According to DailySportsCar.com, the Toyota team was sidelined for roughly two hours after a crash on the track. Toyota CEO Akio Toyoda was the team’s B driver and clocked a fast lap of 2:02.25—competitive with other class vehicles, if not its actual ST-Q class that was comprised of alternate-fuel vehicles. The hydrogen-powered Toyota competed against natural gas-powered Nissan Z, Toyota GR86, and Subaru BRZ cars, which fared slightly better.

Toyota

That could be because the hydrogen race car pitted 41 times throughout the race to replenish its hydrogen tanks, a process that took roughly seven minutes last year—though it’s still unclear if that process was improved this year.

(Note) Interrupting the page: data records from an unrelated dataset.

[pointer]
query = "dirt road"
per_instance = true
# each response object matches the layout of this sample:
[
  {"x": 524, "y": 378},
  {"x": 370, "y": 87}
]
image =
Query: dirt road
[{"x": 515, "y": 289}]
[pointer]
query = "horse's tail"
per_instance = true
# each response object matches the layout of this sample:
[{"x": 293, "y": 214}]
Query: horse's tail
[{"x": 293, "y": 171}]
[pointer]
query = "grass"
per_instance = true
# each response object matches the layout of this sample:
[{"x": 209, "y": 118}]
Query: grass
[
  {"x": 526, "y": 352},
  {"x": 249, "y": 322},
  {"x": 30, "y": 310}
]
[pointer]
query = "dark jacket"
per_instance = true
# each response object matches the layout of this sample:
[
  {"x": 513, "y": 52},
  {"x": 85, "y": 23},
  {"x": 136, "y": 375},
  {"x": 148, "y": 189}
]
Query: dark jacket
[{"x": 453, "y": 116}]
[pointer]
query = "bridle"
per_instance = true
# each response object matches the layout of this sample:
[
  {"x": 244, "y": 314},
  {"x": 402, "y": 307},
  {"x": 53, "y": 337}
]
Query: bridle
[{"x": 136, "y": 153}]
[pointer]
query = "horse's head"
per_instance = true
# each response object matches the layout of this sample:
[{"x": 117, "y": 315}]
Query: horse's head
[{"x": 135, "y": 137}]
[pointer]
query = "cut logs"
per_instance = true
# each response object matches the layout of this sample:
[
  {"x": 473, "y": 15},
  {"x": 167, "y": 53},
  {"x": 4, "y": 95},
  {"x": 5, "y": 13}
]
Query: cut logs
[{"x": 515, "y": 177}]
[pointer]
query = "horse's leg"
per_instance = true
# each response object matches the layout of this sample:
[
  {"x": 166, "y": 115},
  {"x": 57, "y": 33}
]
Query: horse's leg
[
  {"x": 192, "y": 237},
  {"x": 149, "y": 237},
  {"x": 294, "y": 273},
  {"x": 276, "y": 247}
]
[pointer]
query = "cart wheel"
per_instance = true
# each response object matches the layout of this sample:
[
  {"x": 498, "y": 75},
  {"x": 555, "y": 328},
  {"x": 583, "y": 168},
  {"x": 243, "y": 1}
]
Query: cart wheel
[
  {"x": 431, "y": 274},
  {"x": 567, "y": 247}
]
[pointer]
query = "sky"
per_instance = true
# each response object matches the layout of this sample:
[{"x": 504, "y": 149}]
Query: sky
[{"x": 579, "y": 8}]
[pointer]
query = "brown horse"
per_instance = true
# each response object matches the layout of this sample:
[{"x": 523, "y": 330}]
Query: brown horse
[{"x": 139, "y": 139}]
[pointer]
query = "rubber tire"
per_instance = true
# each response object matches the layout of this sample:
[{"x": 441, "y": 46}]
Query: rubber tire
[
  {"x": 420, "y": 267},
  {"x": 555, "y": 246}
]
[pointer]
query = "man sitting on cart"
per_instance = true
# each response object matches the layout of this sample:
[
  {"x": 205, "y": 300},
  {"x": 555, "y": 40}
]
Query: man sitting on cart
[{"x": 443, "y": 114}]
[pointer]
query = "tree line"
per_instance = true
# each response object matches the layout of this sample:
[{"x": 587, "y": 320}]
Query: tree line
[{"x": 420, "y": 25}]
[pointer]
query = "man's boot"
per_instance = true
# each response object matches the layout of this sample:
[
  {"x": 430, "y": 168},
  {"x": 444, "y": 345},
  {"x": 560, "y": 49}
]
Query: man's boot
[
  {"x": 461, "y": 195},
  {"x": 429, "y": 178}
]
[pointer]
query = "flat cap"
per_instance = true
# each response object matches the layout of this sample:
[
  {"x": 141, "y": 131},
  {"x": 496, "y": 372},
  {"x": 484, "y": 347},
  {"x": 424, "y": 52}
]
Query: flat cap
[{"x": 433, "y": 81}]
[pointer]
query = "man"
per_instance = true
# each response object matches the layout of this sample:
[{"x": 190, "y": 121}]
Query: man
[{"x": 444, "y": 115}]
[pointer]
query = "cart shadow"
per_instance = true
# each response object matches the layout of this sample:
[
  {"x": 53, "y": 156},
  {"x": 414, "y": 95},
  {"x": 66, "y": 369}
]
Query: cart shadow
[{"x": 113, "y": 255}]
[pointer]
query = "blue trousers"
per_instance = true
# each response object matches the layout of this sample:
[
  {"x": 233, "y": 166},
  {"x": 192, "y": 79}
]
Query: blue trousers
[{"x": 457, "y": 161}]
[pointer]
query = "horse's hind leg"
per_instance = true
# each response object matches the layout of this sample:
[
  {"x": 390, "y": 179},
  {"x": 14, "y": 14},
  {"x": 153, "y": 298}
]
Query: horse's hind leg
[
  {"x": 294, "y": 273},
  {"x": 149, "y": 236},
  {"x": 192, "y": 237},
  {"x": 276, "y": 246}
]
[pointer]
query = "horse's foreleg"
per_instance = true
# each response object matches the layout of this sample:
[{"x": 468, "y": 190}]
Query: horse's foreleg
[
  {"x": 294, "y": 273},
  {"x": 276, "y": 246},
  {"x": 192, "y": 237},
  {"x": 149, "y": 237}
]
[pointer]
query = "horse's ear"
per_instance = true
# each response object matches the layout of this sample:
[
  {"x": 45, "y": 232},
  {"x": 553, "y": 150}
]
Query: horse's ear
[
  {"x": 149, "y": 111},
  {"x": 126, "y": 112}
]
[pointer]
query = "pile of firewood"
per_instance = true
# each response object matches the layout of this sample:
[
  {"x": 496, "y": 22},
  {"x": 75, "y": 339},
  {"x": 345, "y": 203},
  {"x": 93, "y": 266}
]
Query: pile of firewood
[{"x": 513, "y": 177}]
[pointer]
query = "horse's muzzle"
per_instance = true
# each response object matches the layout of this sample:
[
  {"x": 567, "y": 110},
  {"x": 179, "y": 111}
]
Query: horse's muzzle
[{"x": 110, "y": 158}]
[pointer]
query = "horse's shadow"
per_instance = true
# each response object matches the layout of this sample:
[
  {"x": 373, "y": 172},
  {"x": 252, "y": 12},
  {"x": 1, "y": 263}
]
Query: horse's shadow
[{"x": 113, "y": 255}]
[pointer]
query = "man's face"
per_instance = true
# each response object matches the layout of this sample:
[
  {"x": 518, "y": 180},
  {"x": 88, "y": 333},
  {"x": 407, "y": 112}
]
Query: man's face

This roughly translates into five hours in the pits just for fuel alone, which was stored last year at a far corner of the track for safety reasons. That, combined with a two-hour stop to repair the damage, means that the hydrogen-powered car spent roughly one-third of the race in the pits and not on the track. 

Nonetheless, Toyota sounds interested in making hydrogen power work for racing applications and more. The automaker says the energy density of hydrogen is higher than gasoline, which could be promising for more teams. Along with CNF-powered cars and hydrogen power, Toyota and other Japanese automakers are pressing to find carbon-neutral options for racing in the future.